Tag Archives: explore

How we rock the forest

You don't need to pack the kitchen sink when rockin' the forest with small children.
You don’t need to pack the kitchen sink when rockin’ the forest with small children.

We love bush walking as a family. We adventure almost weekly. It brings us together and provides for beautiful shared experiences. Our standard kit is shown below. Various items are added to subtracted depending on the conditions and duration of the walk.

Ergobaby soft carrier
What would I do without this carrier? It is by far my best ever baby purchase. Mine has a handy zip pocket that can carry a nappy, mobile phone, small camera and keys. Our infant is carried in this. She can breast feed, sleep, chat and admire the surroundings. Of course, she wears her Whistling Kite Collective bonnet for enhanced bushwalking comfort!
ergobaby

Kathmandu framed carrier
Our lovely toddler can generally walk great distances for a little person, but sometimes she needs to be carried for a rest.  This carrier is good, but there are many on the market. This carrier also has a zipped storage area that can carry most items required for a half day walk. She is up high and can see over Dad’s shoulders.
kathmandu carrier

Insulated lunch box
Healthy snacks and more substantial lunch items.  For a half day walk we usually take sandwiches, fruit, crackers, natural yoghurt, crackers, assorted dried fruits and nuts; packed with an ice brick.
lunch box

Melobaby nappy change wallet.
There are lots of brands available, but I love this as it has removable microfibre change mats. I holds four disposable nappies, plastic bags for used nappies, small bottle of hand sanitiser, wet wipes and a spare flannel cloth. Now we have two children, we use disposable nappies for bushwalking.

Camera
We have a Sanyo video and still camera, plus the cameras on our phones. My Ergobaby carrier pouch holds this camera for quick access. I find that my Nikon DSLR is too large for on-the-go photography when we are with our children. It only comes on particularly scenic walks or when I know flowers are on display.
camera

One pair of spare pants for each child.
If we are beach or creek walking, then I pack a whole replacement outfit!

Water- two bottles

30 + Sunscreen
This is applied prior to our walk and we carry some with us. Its absolutely essential for young children in Queensland, Australia.
sunscreen

Small microfiber travel towel.
images

If I am taking the girls for a walk by myself our walks are shorter and our kit is very minimal! We always have suitable footwear for each adventure…

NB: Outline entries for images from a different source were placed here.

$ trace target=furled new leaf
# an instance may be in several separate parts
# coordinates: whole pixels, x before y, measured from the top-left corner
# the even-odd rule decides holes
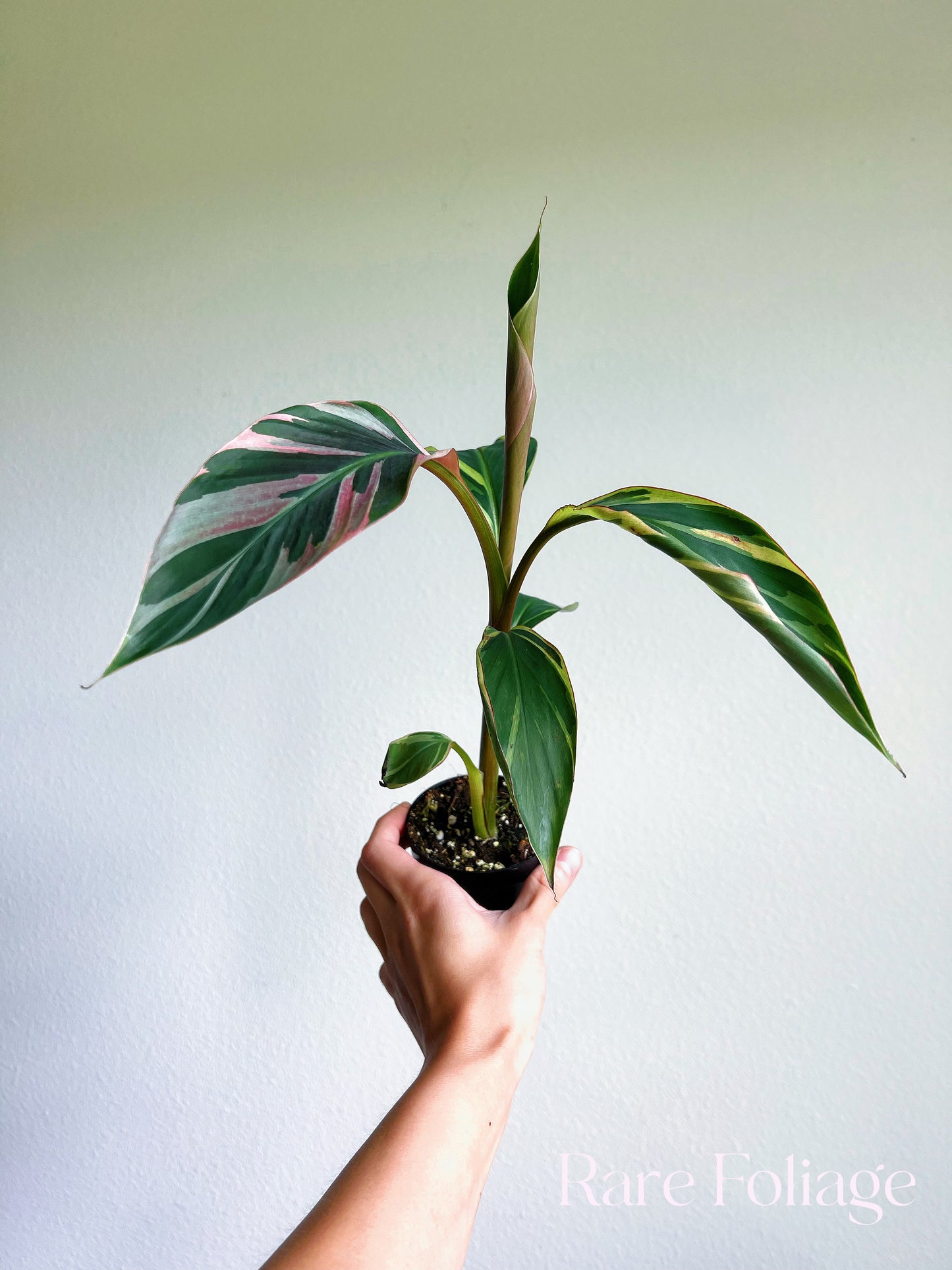
[[[529,452],[526,462],[526,480],[529,479],[536,461],[538,442],[529,439]],[[503,512],[503,475],[505,467],[505,437],[498,437],[491,446],[479,446],[476,450],[459,450],[459,475],[470,488],[470,493],[486,513],[493,532],[499,541],[499,517]]]
[[[383,759],[381,785],[388,790],[413,785],[439,767],[452,744],[442,732],[411,732],[407,737],[391,740]]]
[[[105,674],[217,626],[406,498],[429,455],[369,401],[259,419],[179,494]]]
[[[687,565],[750,622],[840,718],[899,767],[882,743],[823,596],[755,521],[706,498],[636,485],[562,507],[547,528],[607,521]],[[899,768],[902,771],[902,768]]]
[[[545,211],[545,207],[542,208]],[[509,309],[508,344],[505,358],[505,451],[509,467],[503,502],[499,552],[503,568],[509,570],[515,550],[515,530],[524,480],[519,474],[528,467],[532,418],[536,413],[536,376],[532,353],[536,345],[536,318],[538,314],[539,230],[512,272],[506,290]]]
[[[487,627],[476,654],[486,726],[550,886],[575,779],[575,695],[557,648]]]
[[[513,626],[538,626],[555,613],[572,613],[578,607],[578,599],[572,605],[553,605],[550,599],[537,599],[520,592],[513,611]]]

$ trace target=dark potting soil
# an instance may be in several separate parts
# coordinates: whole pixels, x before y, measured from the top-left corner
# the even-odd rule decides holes
[[[493,872],[528,860],[529,837],[499,777],[495,838],[477,838],[472,827],[470,782],[465,776],[434,785],[414,803],[404,831],[414,851],[444,869]]]

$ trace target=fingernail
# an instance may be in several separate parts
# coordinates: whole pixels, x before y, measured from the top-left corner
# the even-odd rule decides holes
[[[564,878],[571,879],[581,869],[581,852],[578,847],[565,847],[559,853],[559,871]]]

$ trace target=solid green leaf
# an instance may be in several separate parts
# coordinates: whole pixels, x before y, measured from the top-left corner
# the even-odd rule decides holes
[[[842,719],[899,767],[876,730],[823,596],[755,521],[706,498],[633,485],[578,507],[562,507],[547,528],[557,532],[586,521],[617,525],[691,569]]]
[[[569,673],[559,649],[523,626],[487,627],[476,662],[493,748],[551,886],[575,779]]]
[[[578,607],[578,599],[572,605],[553,605],[551,599],[537,599],[520,592],[513,611],[513,626],[538,626],[555,613],[572,613]]]
[[[526,462],[526,478],[529,479],[532,465],[536,462],[538,442],[534,437],[529,439],[529,452]],[[493,532],[499,541],[499,517],[503,511],[503,474],[505,469],[505,437],[498,437],[491,446],[479,446],[475,450],[457,451],[459,458],[459,475],[470,489],[470,493],[486,513],[486,519],[493,526]]]
[[[413,785],[434,767],[439,767],[452,744],[449,737],[444,737],[442,732],[411,732],[406,737],[391,740],[387,757],[383,759],[381,785],[388,790]]]
[[[207,460],[152,549],[104,674],[194,639],[399,507],[429,455],[369,401],[293,405]]]

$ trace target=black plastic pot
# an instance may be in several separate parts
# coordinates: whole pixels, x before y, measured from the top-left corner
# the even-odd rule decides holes
[[[453,785],[456,781],[457,777],[451,776],[449,780],[439,781],[437,785],[430,786],[430,789],[440,789],[443,785]],[[407,812],[407,817],[413,814],[414,808],[425,800],[428,794],[428,789],[418,794],[410,812]],[[406,836],[404,837],[404,846],[411,846]],[[523,883],[538,865],[534,853],[528,860],[520,860],[518,864],[509,865],[505,869],[494,869],[493,872],[467,872],[466,869],[449,869],[446,865],[426,860],[424,856],[418,855],[416,851],[414,851],[414,860],[419,860],[428,869],[435,869],[437,872],[452,878],[453,881],[463,888],[467,895],[472,895],[477,904],[494,909],[512,908],[519,898]]]

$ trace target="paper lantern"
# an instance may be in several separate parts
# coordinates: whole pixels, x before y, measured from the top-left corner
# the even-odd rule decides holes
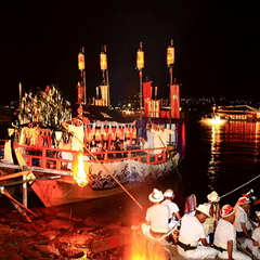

Green, glorious green (quiet please, I’m learning!)

Check this out! Stop.
Check this out! Stop.

Welcome to the “A more natural life” series. In this series of posts I explore how I am attempting to have a wonderful life based on my appreciation of nature. So let’s see how nature will set you (and I) free!

What a wonderful thing, to be able to go outside and be surrounded by the Australian bush. Today I packed the children up and we went exploring with a beautiful friend in a Eucalyptus forest. As we walked up the path, there were so many plants to see that I had to hold back from starting a science lesson! Being a botanist by trade I find it difficult to refrain from naming all the plants I recognise (in latin).

The thing is though, when I watch my children in the bush, their quiet joy tells me to hold my tongue.

Children have a special way with nature if they are allowed to explore it at their leisure. I find my children’s’ experience is diminished when adults try to interpret nature for them. They really don’t need to be told to “feel this bark, it’s rough”, or “smell that flower”. Phrases like “stay on the track” or “keep on walking” really take away from their experience. My toddler spent 5 minutes today looking for the spider that belonged to a delicate web we found. She spent another 5 minutes following an ant along a fallen log. Another stint was spent walking back and forth across a timber bridge over a dry creek bed. I started to feel a bit unsure as the group was waiting for her to do her thing, but she loved it. On the way home in the car she told me “I love bushwalking with you Mummy”. How lucky I am.

So here is my plan to let my children and learn what they need to, when they need to each time they are exploring nature:

  1. If I point out something cool, like a web/beetle/bird/flower, stop it there. I will take a step back and allow their natural curiosity to take over. I will let them learn what they wish in that moment and not describe something for them. I will shut my mouth!
  2. My children will stop and burst into song at the trees. Let it happen. There is no need to sing along. Let it be their moment in the sun.
  3. If my children take what I think to be an excessively long time doing one thing, I will remember that they are making memories. These memories form connections that help them find their place in the world.
  4. Enjoy the moment. It will never be repeated.
  5. Plan the time, so I have the time. There is no need to rush a walk if we have no other plans.

I’m sure this approach can apply to other parts of my life too.